In [6]:
!pip install transformers datasets sacrebleu sentencepiece --quiet


In [7]:
!pip install -U datasets fsspec


Collecting fsspec
  Using cached fsspec-2025.3.2-py3-none-any.whl.metadata (11 kB)


In [8]:
from datasets import load_dataset
ds = load_dataset("ai4bharat/samanantar", "ta")
print(ds['train'][0])



{'idx': 0, 'src': 'Some 14 months later, the second calf is born.', 'tgt': 'சுமார் 14 மாதங்கள் கழித்து, இரண்டாம் கன்றை ஈனுகிறது.'}


In [9]:
from transformers import MBartForConditionalGeneration, MBart50TokenizerFast
import torch

model_name = "facebook/mbart-large-50-many-to-many-mmt"
tokenizer = MBart50TokenizerFast.from_pretrained(model_name)
model = MBartForConditionalGeneration.from_pretrained(model_name)

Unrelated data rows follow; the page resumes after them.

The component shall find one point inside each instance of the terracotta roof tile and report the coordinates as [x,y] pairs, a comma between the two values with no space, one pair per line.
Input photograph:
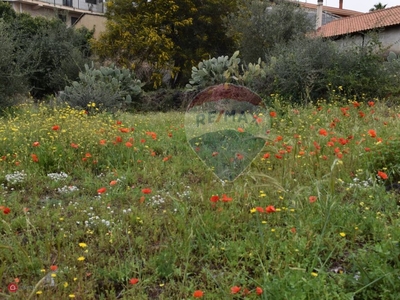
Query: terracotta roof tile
[376,19]
[333,10]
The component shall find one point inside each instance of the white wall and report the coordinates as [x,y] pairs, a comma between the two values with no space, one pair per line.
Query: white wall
[390,38]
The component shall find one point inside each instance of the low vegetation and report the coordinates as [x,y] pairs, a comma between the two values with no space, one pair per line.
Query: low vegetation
[100,206]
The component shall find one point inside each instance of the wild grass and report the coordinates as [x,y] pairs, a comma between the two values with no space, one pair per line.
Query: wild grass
[102,206]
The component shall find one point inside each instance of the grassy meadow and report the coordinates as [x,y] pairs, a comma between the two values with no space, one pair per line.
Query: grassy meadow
[118,206]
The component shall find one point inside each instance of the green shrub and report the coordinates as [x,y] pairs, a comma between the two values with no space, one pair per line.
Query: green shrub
[15,65]
[225,70]
[109,87]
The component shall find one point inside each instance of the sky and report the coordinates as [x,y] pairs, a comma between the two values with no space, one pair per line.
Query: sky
[358,5]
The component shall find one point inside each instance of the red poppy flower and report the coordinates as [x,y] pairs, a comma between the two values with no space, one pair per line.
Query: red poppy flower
[260,209]
[225,198]
[259,290]
[235,289]
[214,198]
[146,191]
[53,268]
[124,130]
[323,132]
[133,281]
[316,145]
[101,190]
[167,158]
[198,294]
[239,156]
[372,133]
[152,134]
[383,175]
[312,199]
[343,141]
[246,292]
[270,209]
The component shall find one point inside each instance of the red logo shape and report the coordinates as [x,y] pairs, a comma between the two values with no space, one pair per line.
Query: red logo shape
[12,287]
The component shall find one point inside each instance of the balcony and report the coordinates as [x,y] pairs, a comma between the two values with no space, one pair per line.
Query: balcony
[96,7]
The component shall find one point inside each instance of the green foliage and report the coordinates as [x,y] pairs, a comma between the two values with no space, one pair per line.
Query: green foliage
[260,26]
[57,52]
[6,11]
[16,64]
[225,70]
[62,54]
[344,244]
[166,36]
[388,159]
[108,87]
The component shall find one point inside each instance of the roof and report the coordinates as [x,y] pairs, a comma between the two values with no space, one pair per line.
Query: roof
[377,19]
[333,10]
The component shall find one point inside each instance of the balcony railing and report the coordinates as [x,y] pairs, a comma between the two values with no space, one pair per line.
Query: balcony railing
[95,6]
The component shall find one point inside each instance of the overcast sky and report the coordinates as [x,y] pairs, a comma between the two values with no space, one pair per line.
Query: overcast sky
[358,5]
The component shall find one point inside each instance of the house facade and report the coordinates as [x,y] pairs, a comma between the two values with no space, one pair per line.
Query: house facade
[77,13]
[329,13]
[356,30]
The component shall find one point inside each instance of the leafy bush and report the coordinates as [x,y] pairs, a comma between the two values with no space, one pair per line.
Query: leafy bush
[53,54]
[15,65]
[261,26]
[225,70]
[109,87]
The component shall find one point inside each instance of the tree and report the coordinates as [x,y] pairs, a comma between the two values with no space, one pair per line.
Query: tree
[259,26]
[57,52]
[15,65]
[165,35]
[378,6]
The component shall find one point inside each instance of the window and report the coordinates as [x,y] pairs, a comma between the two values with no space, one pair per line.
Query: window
[67,3]
[73,20]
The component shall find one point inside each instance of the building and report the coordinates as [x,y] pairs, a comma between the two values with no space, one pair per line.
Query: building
[77,13]
[329,13]
[354,30]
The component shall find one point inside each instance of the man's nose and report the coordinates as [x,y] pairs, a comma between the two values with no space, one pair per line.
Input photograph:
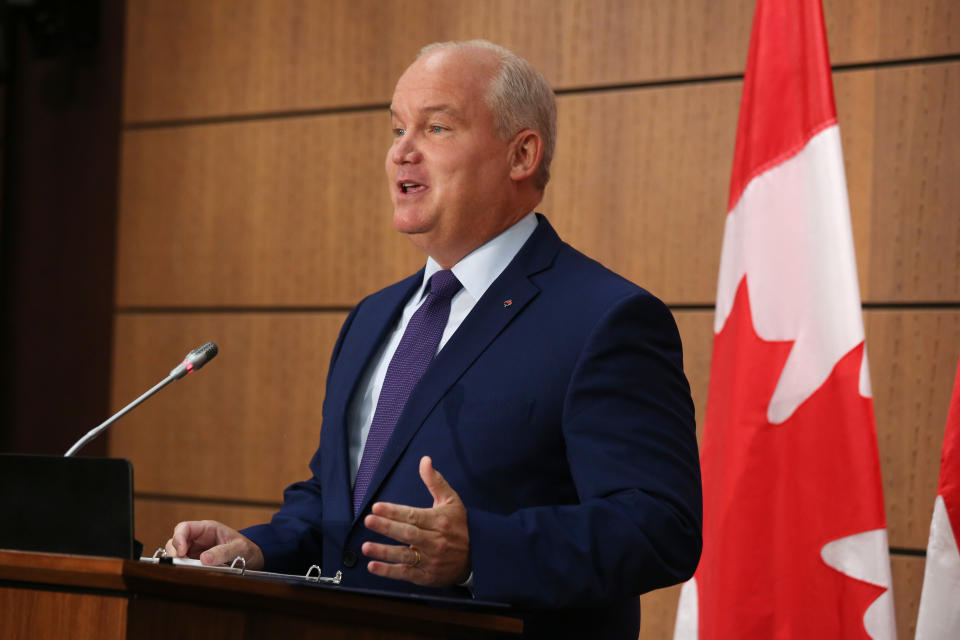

device = torch.device("cuda" if torch.cuda.is_available() else "cpu")
model.to(device)

max_length = 128  # adjust based on your data

# Set source and target languages — example English to Tamil
src_lang = "en_XX"
tgt_lang = "ta_IN"

tokenizer.src_lang = src_lang
tokenizer.tgt_lang = tgt_lang


In [10]:
print(ds.column_names)


{'train': ['idx', 'src', 'tgt']}


In [11]:
def preprocess_function(examples):
    inputs = examples["src"]    # source language
    targets = examples["tgt"]   # target language

    model_inputs = tokenizer(inputs, max_length=max_length, padding="max_length", truncation=True)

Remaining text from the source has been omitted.